Wanted: metadata server

The mime-type detection conversions on the GNOME lists is very tiring. This discussion has been focused on how to get the metadata for a file faster, but there is no issue with getting the metadata for a few dozen files. The real problems are:

  1. The directory is an inefficient mechanism for organizing a large number of files.
  2. We cannot query a simple file system to return a set.

I'm all for using EAs when they are available, but they are not available on all file systems that GNOME may run, hindering them as a solution. Moreover, there is a hidden cost for EAs. They take up more disk space (1-5% disk loss), apps must know to use them, and since most do not, the metadata is also stored in the file header or footer. EAs can only be accessed in the context of a single file, since the data is not organized in to anything like a database designed in the past 30 years, we cannot query them. Nor is the file system normalized to prevent duplication or orphaning of thumbnails and mime-types.
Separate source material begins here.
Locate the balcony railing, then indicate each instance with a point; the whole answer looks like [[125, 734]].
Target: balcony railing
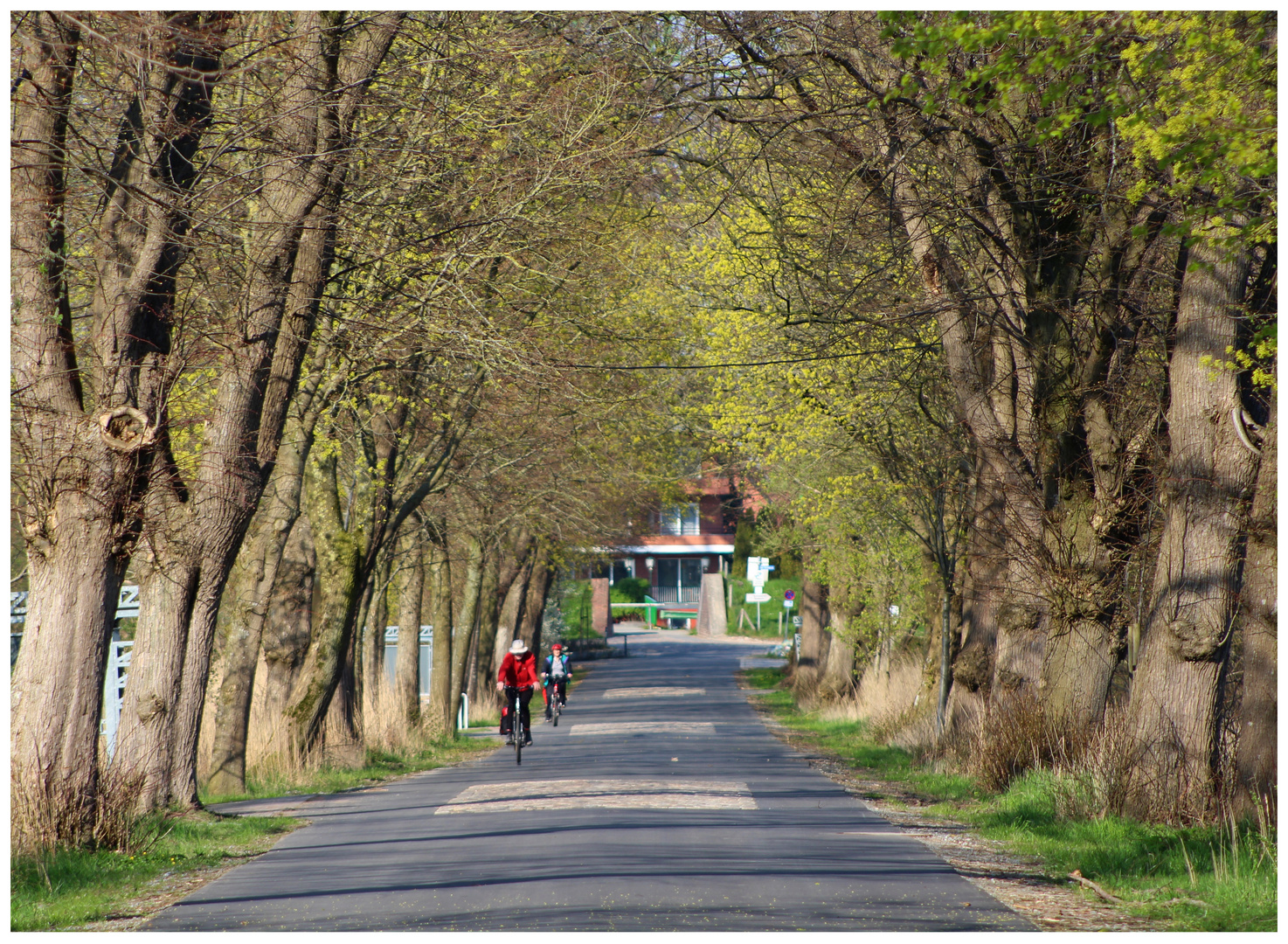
[[675, 593]]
As a point of fact, Medusa does store a table of file metadata, and I can query my file system to get a set of data like file-name, mime-type. I can query by directory, or mime-type, or keyword (emblem/topic/category), and more. This mechanism returns several thousand file matches in less than a second.
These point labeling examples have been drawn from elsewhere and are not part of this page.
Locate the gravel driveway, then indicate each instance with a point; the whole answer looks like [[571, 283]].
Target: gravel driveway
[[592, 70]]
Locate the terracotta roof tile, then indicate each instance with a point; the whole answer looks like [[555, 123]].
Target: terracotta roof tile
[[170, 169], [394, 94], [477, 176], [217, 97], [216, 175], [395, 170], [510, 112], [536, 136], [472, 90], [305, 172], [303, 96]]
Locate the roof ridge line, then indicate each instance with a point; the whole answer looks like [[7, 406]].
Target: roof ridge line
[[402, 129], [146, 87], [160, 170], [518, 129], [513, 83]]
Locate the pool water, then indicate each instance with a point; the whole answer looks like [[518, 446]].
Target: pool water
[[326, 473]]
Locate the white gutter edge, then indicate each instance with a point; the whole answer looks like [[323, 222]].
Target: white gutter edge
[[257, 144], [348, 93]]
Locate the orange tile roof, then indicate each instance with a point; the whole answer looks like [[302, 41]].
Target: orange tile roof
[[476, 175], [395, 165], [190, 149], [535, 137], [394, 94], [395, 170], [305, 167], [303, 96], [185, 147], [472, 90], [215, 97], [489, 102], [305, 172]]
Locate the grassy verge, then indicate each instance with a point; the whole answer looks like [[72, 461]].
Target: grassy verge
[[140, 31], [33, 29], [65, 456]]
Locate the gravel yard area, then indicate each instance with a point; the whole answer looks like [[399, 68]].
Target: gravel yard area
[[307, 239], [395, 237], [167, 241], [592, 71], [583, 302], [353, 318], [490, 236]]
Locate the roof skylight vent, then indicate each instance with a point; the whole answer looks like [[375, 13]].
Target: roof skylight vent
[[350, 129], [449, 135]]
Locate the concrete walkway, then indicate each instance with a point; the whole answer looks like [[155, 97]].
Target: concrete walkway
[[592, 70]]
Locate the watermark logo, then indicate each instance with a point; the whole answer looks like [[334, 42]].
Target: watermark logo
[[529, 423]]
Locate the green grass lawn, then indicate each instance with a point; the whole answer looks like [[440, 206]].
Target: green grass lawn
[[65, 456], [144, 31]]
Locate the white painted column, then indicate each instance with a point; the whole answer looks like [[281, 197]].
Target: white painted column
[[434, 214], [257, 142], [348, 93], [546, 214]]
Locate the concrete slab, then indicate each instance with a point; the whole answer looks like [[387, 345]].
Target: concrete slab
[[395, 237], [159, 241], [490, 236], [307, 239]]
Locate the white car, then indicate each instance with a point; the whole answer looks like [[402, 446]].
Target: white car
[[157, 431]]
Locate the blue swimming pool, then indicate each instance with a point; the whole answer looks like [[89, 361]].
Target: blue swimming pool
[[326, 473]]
The Storage project, by it's nature, addresses the metadata problem. Though it focuses on being a smart file/data system, it can be used to manage the metadata of files outside of it. Because it is a portable file system, there are no EA issues with the OS's file system It is designed to return an arbitrary set of data matching a query like a directory, or category. I proposed a formal means of handling metadata in storage that was discussed on the storage list.

This said, I don't think Medusa or Storage is appropriate. Medusa's focus is searching, and it's underly code isn't suited to managing metadata well. Storage is as it same suggests, and it doesn't help users or applications that must use the native file system. Both Medusa and Storage provide VFS access, but neither makes it easy to read ans write metadata.

We need a layer in-between search and storage to manage metadata. It must co-opt the existing VFS methods to read and write to the metadata system when doing IO to the underlying file system. An incremental indexer is needed to collect the metadata for files not written through VFS. FAM could be used, but it will not scale; a smart indexer is need that can watch the locations that will change most. Many applications, like Web browsers, music managers, and file managers need direct access to read and write metadata without writing to the file system.

One final thought. Metadata isn't a GNOME issue, all desktops have the same issues. Freedesktop might be to right place for it. If other desktop apps like KDE were writing to the metadata DB, there would be less need for indexers.